Student Requests for Email Feedback
Because of email and the Web, it's never been easier for students to test their learning with others interested in the same topic. This is not to say that students should be shooting off email indiscriminantly, filling up busy people's mailboxes. But if you've ever (and I hope you have) been on the receiving end of some online support, info, or encouragement from a "friend" you've never met except via email, then you know how powerful that can be. So let's discuss a few suggestions to preserve this Golden Age of email a few years longer.
- No "Can you tell me everything / anything..." emails
- Who, let alone a busy person, could respond to the kind of emails students tend to write initially? It's a little bit insulting for two reasons: 1) it makes the expert do all the work while the student asked one little question. 2) If someone's an expert, how could they boil it down to one email response (he or she may have written a book, movie, or Web site on the topic!).
- Send hypotheses and ask for opinions, not facts
- A better solution is to have the students do all the work and then send their final, best thinking to someone for feedback. Use the students' expertise as a calling card. When someone receives a thoughtful and effortful request for a little feedback, people are more likely to respond. Ask for opinions, as facts can be gained from other sources. Expert opinions are precious.

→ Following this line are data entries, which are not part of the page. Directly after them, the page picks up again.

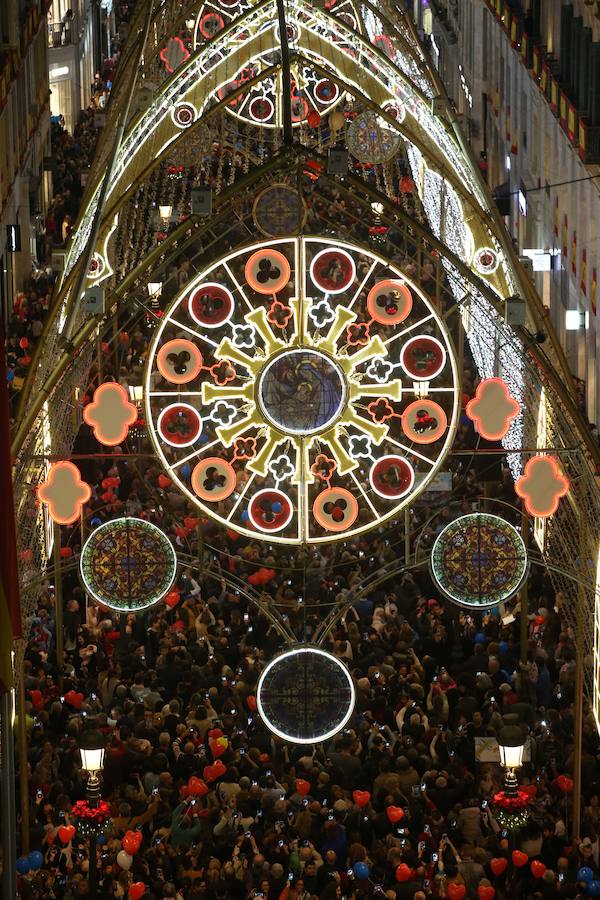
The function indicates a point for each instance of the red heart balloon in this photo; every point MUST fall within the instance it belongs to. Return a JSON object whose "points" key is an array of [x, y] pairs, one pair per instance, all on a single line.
{"points": [[498, 865], [196, 787], [37, 700], [456, 891], [537, 868], [66, 833], [486, 892], [361, 798], [394, 814], [132, 842], [403, 872], [73, 699], [217, 749], [172, 599], [137, 890]]}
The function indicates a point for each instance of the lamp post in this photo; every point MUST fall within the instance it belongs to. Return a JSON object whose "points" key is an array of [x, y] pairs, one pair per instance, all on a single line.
{"points": [[92, 746], [511, 743]]}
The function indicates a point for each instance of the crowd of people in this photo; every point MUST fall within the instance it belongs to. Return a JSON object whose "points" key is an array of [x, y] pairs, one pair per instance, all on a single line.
{"points": [[398, 805]]}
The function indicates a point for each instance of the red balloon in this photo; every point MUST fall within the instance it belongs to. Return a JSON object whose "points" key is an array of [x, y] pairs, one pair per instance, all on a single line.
{"points": [[302, 786], [498, 865], [172, 599], [394, 814], [564, 783], [211, 773], [74, 699], [197, 787], [486, 892], [132, 842], [537, 868], [37, 700], [456, 891], [137, 890], [403, 872], [66, 833]]}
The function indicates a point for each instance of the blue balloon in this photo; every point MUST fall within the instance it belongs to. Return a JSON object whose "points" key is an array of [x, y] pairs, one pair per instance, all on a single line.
{"points": [[361, 870], [35, 860]]}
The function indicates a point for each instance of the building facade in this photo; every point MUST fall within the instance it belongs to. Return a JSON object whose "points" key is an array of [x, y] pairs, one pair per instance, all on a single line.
{"points": [[524, 76], [25, 182]]}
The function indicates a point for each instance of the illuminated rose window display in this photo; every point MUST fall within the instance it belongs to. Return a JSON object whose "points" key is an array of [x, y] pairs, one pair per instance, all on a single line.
{"points": [[301, 389]]}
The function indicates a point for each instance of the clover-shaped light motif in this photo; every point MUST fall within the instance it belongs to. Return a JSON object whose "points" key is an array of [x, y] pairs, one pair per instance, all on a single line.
{"points": [[541, 486], [380, 410], [321, 313], [244, 448], [323, 467], [379, 370], [64, 493], [223, 372], [243, 337], [223, 413], [110, 414], [279, 314], [360, 446], [493, 408], [281, 468]]}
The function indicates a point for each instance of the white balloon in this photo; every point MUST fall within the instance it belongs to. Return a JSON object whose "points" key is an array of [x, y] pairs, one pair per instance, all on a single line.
{"points": [[124, 859]]}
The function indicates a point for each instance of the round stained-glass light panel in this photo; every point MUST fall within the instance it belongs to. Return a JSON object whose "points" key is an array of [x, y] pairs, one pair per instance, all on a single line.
{"points": [[479, 560], [128, 564], [279, 210], [301, 391], [372, 140], [305, 695], [283, 395]]}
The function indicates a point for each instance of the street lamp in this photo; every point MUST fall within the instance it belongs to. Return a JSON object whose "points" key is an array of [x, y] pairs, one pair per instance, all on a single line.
{"points": [[511, 743], [92, 747]]}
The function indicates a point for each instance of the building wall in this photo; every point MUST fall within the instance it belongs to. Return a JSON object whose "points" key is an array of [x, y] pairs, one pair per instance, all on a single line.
{"points": [[24, 140], [504, 64]]}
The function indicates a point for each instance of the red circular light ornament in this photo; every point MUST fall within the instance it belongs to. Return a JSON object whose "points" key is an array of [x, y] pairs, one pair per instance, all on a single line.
{"points": [[214, 479], [270, 510], [211, 305], [179, 425], [335, 509], [392, 477], [333, 271], [424, 421], [179, 361], [267, 271], [423, 357], [389, 302]]}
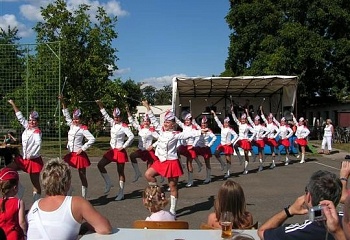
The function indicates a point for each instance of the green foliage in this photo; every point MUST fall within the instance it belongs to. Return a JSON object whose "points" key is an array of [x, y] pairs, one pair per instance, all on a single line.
{"points": [[310, 39]]}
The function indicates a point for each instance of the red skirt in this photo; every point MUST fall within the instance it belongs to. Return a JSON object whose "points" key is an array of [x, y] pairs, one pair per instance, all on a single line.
{"points": [[301, 141], [226, 149], [147, 156], [168, 168], [117, 156], [203, 151], [188, 153], [271, 142], [284, 142], [34, 165], [259, 143], [245, 144], [77, 161]]}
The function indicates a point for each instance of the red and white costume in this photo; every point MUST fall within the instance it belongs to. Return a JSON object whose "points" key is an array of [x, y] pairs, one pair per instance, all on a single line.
{"points": [[228, 137], [146, 136], [31, 161], [166, 149], [118, 133]]}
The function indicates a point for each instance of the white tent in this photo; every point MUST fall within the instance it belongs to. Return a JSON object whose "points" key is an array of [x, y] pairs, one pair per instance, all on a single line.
{"points": [[276, 93]]}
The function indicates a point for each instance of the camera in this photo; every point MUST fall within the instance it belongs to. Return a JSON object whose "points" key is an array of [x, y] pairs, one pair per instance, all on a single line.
{"points": [[316, 214]]}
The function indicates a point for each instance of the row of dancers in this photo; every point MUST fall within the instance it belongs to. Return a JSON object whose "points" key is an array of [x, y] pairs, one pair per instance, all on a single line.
{"points": [[160, 145]]}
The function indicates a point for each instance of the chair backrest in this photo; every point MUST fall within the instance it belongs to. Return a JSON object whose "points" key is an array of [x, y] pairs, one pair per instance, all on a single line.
{"points": [[161, 224]]}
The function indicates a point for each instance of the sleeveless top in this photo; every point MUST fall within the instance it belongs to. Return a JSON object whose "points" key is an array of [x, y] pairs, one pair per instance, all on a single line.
{"points": [[58, 224], [9, 221]]}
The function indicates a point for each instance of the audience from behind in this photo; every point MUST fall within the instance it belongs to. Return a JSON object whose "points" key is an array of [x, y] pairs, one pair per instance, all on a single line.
{"points": [[56, 206], [344, 177], [231, 198], [333, 221], [12, 216], [155, 201], [323, 185]]}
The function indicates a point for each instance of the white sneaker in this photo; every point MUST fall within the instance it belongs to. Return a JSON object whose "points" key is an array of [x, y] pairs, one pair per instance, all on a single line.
{"points": [[136, 177], [120, 197], [108, 188], [207, 180], [189, 184]]}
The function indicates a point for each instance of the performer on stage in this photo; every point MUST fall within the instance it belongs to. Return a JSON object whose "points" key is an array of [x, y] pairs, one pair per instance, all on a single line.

- How to find real world feedback?
- Although there are pages to Ask an Expert, the real power of the Web is that behind every Web page is at least one real person. And they are usually pretty passionate or they wouldn't be posting a Web page. So try "looking behind" Web pages. Email addresses are often listed at the bottom of pages. By having students seek out their own "experts," they must think about who to ask, learn about that person's work, etc. Also, when students find their own, you're not sending entire classes to spam one poor soul's mailbox. This is the strategy used in Searching for China 2.0. It's also a nice idea to ask someone if they would be willing to help out before actually sending the request for feedback (and NEVER send unannounced attachments with email messages).
- Another way to access "experts" is through listservs and newsgroups. Some people have been very successful using these with their students, but there's some pretty heavy overhead involved: lurking long enough to see if the list or group has anything to say about your topic (never post without lurking for a little while or expect to be flamed). Also, the decorum (or lack) of some newsgroups is legendary and just the kind of thing to fuel justifiable parent outrage.
- A safer bet is to hook up with another school or classroom. Registries like Web 66 can give you a geographical reason to look at some school's Web page. Then you can learn more by surfing their site. Once you break the ice and find someone to get feedback from, you might want to maintain the relationship and do some collaborative projects / WebQuests together.
- Don't forget the local
- Real world feedback does not have to come from the Web. It's fairly easy and sidesteps scheduling problems, but student work can be given authentic and legitimate assessment through such local options as presentations, debates, and exhibitions to local experts, peers, cross age students, and parents.